Open radical prostatectomy, laparoscopic radical prostatectomy, and RARP outcomes
In our review, three RCTs compared RARP with laparoscopic radical prostatectomy (LRP), in all of them RARP provides statistically significant EC improvement at 3 months. 11,13,19 Asimakopoulos et al. and Porpiglia and colleagues also demonstrated significant improvement in continence at 1 month and 6 months after surgery. 13,19 Yaxley et al. and Coughlin et al. compared the RARP with open radical prostatectomy (ORP) approaches and reported no significant difference at the 3- and 6-month follow-ups. 20,21 All these studies were high-quality RCTs. Another systematic review, which incorporated non-RCT data, has shown that RARP is associated with a statistically significant advantage in urinary continence recovery, compared with both ORP and LRP. 1
RS-RARP and bladder neck preservation techniques outcomes
Three RCTs reported the benefits of a RS approach on EC, concurring with a recent meta-analysis. 18,22 –24 Another study comparing four different techniques of RARP concluded that RS without bladder neck preservation (BNP) was associated with the poorest continence outcomes at 1 week and 1 month, suggesting that BNP might be responsible for the beneficial effect of the RS approach. 25 Concerning BNP, the evaluated RCTs yielded conflicting results, as reported in Table 6. 16,26 Nyarangi-Dix and associates proved EC enhancement at 6-week, 3-month, and 6-month continence for BNP. 26
On the contrary, Srougi and coworkers also interrupted the randomization process in their RCT, following histology reports of the BNP group that provided a statistically significant difference in surgical margin, compared with the control arm. 16 Both studies were low-quality RCTs. Another systematic review and meta-analysis showed that BNP during RP improved EC and decreased BN stricture rates without compromising oncologic control. 27 Considering the limited and conflicting evidence obtained from RCTs regarding these techniques, outcomes retrieved from recent systematic reviews should be considered.

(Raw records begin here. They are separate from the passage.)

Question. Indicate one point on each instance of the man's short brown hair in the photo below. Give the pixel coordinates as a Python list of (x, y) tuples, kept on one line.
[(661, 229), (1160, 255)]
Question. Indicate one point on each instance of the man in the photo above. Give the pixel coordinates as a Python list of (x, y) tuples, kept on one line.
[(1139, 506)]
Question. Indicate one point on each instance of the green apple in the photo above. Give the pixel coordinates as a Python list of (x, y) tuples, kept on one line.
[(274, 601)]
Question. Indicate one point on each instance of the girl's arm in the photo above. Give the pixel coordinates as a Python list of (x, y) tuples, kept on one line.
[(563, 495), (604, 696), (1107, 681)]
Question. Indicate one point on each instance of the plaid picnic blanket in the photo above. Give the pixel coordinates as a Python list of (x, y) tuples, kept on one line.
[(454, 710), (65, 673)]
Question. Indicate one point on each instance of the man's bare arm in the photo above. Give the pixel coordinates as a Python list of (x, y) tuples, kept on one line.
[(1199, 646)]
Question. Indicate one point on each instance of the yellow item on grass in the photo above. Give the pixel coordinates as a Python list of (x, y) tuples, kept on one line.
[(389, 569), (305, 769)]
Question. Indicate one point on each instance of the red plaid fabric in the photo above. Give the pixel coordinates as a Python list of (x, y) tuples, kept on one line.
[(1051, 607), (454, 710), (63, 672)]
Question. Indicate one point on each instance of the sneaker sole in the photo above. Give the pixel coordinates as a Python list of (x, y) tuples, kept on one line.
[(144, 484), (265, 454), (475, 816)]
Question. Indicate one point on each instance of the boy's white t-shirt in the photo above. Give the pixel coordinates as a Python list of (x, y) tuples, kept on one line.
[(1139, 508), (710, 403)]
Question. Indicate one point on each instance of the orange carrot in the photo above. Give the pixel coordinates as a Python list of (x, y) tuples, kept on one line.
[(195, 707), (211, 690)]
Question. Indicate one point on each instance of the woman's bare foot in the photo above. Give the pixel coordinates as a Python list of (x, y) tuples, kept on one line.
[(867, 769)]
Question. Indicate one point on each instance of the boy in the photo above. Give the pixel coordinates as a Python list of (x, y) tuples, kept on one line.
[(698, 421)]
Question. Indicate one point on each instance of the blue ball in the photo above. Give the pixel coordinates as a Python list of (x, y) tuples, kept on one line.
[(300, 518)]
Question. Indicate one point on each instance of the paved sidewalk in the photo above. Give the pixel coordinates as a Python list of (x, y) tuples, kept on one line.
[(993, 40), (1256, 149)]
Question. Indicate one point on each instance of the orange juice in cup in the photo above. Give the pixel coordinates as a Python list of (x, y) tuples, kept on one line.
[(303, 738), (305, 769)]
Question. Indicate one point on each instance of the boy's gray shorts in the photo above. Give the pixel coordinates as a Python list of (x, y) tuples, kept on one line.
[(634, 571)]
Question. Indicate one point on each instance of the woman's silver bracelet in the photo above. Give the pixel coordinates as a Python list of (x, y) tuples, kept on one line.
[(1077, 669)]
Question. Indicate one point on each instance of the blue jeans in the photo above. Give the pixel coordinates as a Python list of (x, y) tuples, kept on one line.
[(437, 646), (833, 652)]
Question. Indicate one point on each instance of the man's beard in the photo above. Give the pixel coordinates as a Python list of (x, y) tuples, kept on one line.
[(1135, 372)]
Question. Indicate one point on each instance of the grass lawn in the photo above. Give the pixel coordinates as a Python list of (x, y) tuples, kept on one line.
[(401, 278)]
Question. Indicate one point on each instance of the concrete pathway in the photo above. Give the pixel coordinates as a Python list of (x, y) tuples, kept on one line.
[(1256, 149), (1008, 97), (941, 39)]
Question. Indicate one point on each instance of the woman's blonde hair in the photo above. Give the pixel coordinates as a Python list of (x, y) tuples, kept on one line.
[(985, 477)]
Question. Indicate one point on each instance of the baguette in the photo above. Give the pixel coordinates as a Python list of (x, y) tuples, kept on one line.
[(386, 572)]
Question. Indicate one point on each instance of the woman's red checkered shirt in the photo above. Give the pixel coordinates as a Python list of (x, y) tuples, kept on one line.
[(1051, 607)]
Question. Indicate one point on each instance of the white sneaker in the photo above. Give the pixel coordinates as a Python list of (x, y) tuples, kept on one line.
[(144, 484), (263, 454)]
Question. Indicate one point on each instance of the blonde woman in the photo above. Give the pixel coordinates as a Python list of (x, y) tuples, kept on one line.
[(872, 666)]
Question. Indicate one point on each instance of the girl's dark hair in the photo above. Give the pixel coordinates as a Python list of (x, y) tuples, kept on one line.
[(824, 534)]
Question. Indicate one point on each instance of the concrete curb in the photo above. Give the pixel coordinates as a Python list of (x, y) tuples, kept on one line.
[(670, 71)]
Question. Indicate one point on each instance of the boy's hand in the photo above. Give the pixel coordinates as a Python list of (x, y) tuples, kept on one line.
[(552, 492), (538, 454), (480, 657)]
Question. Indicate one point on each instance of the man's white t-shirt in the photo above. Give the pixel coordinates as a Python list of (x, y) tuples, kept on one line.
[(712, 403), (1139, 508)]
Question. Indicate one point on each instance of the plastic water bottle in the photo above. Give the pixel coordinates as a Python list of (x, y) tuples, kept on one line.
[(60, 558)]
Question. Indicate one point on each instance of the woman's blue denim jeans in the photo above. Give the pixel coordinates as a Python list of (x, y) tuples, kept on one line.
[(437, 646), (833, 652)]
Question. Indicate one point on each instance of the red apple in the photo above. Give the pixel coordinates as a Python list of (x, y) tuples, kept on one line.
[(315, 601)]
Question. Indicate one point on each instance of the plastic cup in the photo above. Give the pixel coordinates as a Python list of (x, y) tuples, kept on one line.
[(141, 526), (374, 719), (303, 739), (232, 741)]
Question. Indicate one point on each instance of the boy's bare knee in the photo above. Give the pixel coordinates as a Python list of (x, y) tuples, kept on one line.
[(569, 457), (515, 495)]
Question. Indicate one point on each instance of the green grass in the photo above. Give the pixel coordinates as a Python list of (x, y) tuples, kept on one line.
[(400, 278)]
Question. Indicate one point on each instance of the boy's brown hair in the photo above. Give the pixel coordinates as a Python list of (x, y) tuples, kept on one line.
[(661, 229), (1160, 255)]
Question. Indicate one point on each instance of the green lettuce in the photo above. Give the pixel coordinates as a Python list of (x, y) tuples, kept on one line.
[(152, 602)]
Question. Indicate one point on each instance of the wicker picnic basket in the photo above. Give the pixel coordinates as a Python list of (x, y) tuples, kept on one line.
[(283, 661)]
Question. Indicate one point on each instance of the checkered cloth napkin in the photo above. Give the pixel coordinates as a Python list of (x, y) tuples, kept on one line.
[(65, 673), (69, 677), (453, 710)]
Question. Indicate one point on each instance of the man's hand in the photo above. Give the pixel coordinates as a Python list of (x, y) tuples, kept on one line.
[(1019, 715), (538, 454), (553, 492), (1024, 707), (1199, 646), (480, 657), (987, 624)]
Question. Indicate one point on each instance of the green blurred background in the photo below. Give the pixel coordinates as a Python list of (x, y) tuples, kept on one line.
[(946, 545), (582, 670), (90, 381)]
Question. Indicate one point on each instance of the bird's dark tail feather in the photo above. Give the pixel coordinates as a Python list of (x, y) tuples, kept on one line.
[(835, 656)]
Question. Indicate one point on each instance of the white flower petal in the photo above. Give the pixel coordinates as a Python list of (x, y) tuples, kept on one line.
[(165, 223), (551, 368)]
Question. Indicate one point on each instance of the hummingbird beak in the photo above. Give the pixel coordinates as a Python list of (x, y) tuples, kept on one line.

EC-enhancing surgical techniques based on RCT evidence
Available RCT evidence demonstrated that the AS of dorsal venous complex (DVC) and AS with concomitant PR of the rhabdosphincter enhance EC, with the latter technique being proved by high-quality RCTs. 28 –30 Salazar et al. showed in their high-quality RCT that the PR of the rhabdosphincter alone can improve EC; however, the findings of Jeong et al. (high-quality study) and Sutherland et al. (low-quality study) contradict this. 31 –33 The modified apical dissection proposed by Gao and coworkers has shown significant improvement at 1-month EC, but not at 3-month continence. 10
Two RCTs on NS techniques showed significant EC improvements at 1- and 6-month follow-up intervals, with one study being of high-quality according to the Jadad scale. 34,35 PPL preservation was proved by two RCTs to enhance EC, one of them being of high quality, similarly to the retropubic suburethral slings described by Cestari et al., which instead lacked to demonstrate a high-quality RCT design. 14,36 –38 Equally, urethral length preservation (low-quality study) and vesicourethral junction reconstruction (high-quality study) obtained promising results. Finally, the BN suspension technique described by Kojima et al. (high-quality study) showed improvement at 1-month EC. 39 –41
Surgical techniques that do not enhance EC based on RCT evidence
Different techniques highlighted in Table 6 failed to show statistically significant EC improvement: endopelvic fascia preservation, BN mucosa eversion, BN plication, and BN sling. 42 –45 The selective ligature of the DVC arm described by Feng et al. and Porpiglia et al. was not significantly associated with EC improvements, with some EC enhancement at 3-month follow-up. 46,47 Different laparoscopic and robotic suturing technique-based RCTs did not report any significant results in continence improvements and might be considered worthy options rather than definitive recommendations to be adopted in surgical practice. 15,48 –50
Appraisal of the included RCTs
Half of the included studies were low quality in nature, limiting the internal validity and generalizability of the results and acting as an obstacle to drawing conclusions on the efficacy of the surgical techniques under investigation. However, this should be seen as a flaw of the available evidence and not of the systematic review per se. Furthermore, patients diagnosed with high-risk prostate cancer were excluded from three of the RCTs included in this review, and this might be considered a limitation in these studies, perhaps because low-risk disease encouraged less aggressive approaches with more careful preservation of anatomical structures, thus leading to better continence outcomes. 22,23,35
As summarized in Table 2, Hurtes and colleagues and Stolzenburg and colleagues conducted the only two multicenter and multisurgeon randomized trials on RP techniques, and less than a third of the included RCTs (11/39) were conducted in a single institution by multiple surgeons. 11,29 Therefore, the majority of the published RCTs examining continence-sparing RP techniques are single-surgeon studies. Although some believe that conducting all interventional prostatectomy techniques by the same surgeon is a study strength as it reduces the variation associated with the surgeon experience, other authors report that a study being a single-institution and single-surgeon experience with small number of patients is a drawback for technique dissemination and results reproducibility in other centers. 13,14,32,46,48
Heterogeneity of continence definitions and the new standardization proposal
Most RCTs defined “immediate continence” as the patient's continence status at catheter removal. Consensus or standardization of this definition is lacking. Authors vary in the time between catheter removal and their assessment of IC. Qiu and associates defined IC as the continence outcomes reported by patients at day 7 after catheter removal, Menon and coworkers and Porpiglia and coworkers have reported IC at day 2 after catheter removal. 12,18,19 Similarly, the timeframe for assessment and definition of EC varied between 1 and 6 months after surgery.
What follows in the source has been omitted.